TROISIÈME
SECTION
AFFAIRE YILDIZ ET AUTRES c. TURQUIE
(Requête no 52164/99)
ARRÊT
STRASBOURG
21 juillet 2005
DÉFINITIF
Cet arrêt deviendra définitif dans les conditions
définies à l'article 44 § 2 de la Convention. Il peut subir des
retouches de forme.
En l'affaire Yıldız et autres c.
Turquie,
La Cour européenne des Droits de l'Homme
(troisième section), siégeant en une chambre composée de :
MM. B.M. Zupančič,
président,
J.
Hedigan,
L.
Caflisch,
R.
Türmen,
Mme M. Tsatsa-Nikolovska,
M. V. Zagrebelsky,
Mme A. Gyulumyan,
juges,
et de M. V. Berger,
greffier de section,
Après en avoir délibéré en chambre du conseil le 30
juin 2005,
Rend l'arrêt que voici, adopté à cette
date :
PROCÉDURE
1. A l'origine de l'affaire se
trouve une requête (no 52164/99) dirigée contre la République de
Turquie et dont trois ressortissants de cet Etat, MM. Eren Yıldız,
Sadık Sabancılar et Resul Kocatürk (« les requérants »),
ont saisi la Cour le 23 juillet 1999 en vertu de l'article 34 de la Convention
de sauvegarde des Droits de l'Homme et des Libertés fondamentales
(« la Convention »).
2. Les requérants, qui ont
été admis au bénéfice de l'assistance judiciaire, sont représentés par Me Çıtak,
avocate à İstanbul. Le gouvernement turc (« le Gouvernement ») n'a
pas désigné d'agent dans la procédure devant la Cour.
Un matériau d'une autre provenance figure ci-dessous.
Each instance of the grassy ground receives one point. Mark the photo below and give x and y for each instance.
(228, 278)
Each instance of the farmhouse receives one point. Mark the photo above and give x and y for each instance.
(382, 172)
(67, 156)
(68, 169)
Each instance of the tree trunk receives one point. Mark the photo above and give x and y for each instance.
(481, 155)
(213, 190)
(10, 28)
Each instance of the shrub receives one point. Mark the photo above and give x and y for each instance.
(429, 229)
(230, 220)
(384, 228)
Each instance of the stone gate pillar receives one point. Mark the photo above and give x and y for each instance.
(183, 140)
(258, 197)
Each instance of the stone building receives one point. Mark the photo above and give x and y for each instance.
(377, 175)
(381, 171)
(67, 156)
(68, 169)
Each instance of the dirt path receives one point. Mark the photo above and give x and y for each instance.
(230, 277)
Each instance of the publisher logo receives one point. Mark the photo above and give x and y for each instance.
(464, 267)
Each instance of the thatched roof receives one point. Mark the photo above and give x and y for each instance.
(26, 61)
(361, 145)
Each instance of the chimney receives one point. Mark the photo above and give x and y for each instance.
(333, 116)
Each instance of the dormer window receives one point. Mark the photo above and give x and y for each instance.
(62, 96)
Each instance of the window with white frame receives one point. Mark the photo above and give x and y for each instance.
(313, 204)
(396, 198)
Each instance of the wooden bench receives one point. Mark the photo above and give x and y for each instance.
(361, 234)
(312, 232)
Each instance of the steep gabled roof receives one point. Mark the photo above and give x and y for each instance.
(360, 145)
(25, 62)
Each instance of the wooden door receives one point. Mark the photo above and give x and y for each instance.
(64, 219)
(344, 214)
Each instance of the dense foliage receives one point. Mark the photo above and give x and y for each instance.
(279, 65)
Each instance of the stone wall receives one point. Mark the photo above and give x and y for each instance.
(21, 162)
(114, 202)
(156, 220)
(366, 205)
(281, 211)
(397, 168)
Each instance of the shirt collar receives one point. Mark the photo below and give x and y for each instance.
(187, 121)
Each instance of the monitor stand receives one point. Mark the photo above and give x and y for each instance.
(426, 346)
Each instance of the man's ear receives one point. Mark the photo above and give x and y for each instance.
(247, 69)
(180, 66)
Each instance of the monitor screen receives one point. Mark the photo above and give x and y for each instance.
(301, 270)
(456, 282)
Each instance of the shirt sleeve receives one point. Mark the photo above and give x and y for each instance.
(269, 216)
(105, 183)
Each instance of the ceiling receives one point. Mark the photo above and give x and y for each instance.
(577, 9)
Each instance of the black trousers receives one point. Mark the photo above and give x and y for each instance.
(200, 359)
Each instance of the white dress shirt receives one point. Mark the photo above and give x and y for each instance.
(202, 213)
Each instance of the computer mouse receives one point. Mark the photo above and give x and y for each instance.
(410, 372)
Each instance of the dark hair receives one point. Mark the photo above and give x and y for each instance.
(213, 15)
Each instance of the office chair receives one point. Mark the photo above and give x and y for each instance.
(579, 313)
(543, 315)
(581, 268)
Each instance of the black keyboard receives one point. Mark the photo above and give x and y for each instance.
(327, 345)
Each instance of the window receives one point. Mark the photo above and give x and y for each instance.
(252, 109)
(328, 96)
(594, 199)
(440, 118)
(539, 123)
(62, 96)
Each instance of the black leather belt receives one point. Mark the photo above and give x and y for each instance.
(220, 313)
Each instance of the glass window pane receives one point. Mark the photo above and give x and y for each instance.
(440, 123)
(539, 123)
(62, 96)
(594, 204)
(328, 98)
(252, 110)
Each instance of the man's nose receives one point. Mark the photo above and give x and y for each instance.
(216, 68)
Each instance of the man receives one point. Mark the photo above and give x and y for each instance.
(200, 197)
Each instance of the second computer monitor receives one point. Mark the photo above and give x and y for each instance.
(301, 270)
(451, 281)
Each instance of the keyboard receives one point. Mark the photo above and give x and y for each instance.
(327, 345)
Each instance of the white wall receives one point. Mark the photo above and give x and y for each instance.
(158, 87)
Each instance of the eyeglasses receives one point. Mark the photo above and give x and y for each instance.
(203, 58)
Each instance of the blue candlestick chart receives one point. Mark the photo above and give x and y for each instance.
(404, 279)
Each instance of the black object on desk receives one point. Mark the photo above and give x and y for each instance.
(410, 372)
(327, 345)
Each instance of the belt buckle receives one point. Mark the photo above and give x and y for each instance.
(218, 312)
3. Le 7 mars 2002, la Cour a déclaré la requête partiellement irrecevable et a décidé de communiquer les griefs tirés de l'article 6 § 1 de la Convention au Gouvernement.
4. Le 7 novembre 2002, se
prévalant des dispositions de l'article 29 § 3, la Cour a décidé que seraient
examinés en même temps la recevabilité et le bien-fondé de l'affaire.
EN FAIT
I. LES CIRCONSTANCES DE L'ESPÈCE
5. Les deux premiers requérants
sont nés en 1973 et le troisième en 1965. A l'époque des faits, ils se
trouvaient tous détenus, dans les prisons d'İzmit et d'Ordu.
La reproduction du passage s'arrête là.